Though it’s felt that way for so long. That’s why this birth thing is so friggin hard for me – it brings up every shred of doubt I have in my body. It did nothing last time to prepare for a birthing baby (I had zero contractions really before my induction at 39 w and an over 9 pound fetus in my uterus) – whether that’s because I was induced and the bod wasn’t ready, or things aren’t going to work, or Leopold was too big, I’ll never know. But I know that something didn’t work, though induction worked for most of my friends, okay – nearly ALL of them – but the ones who didn’t go into labor on their own.

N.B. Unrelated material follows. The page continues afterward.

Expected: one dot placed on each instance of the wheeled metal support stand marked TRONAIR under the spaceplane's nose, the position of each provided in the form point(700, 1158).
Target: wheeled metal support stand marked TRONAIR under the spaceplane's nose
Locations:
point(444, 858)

Anyway, I just don’t know how to rationalize this all – to separate the failures of my reproductive system to get and stay pregnant with failing to give birth the way women have done for the entire existence of humanity and believing that somehow my body will get its act together and go into labor this time.
I simultaneously want to fight like hell for the birth I want which I feel necessitates a sort of denial of my past – and surrender to the fact that I have no control and I’ll probably end up with a c-section. It’s hard, complicated, emotional shit.
It’s not that I feel I don’t deserve to have the birth I want – because – damn, I DO, but I have such a hard time finding that trust in my body that I need to believe that things will go the way they should. It’s like any relationship, once that trust is gone it is hard, if not impossible, get it back.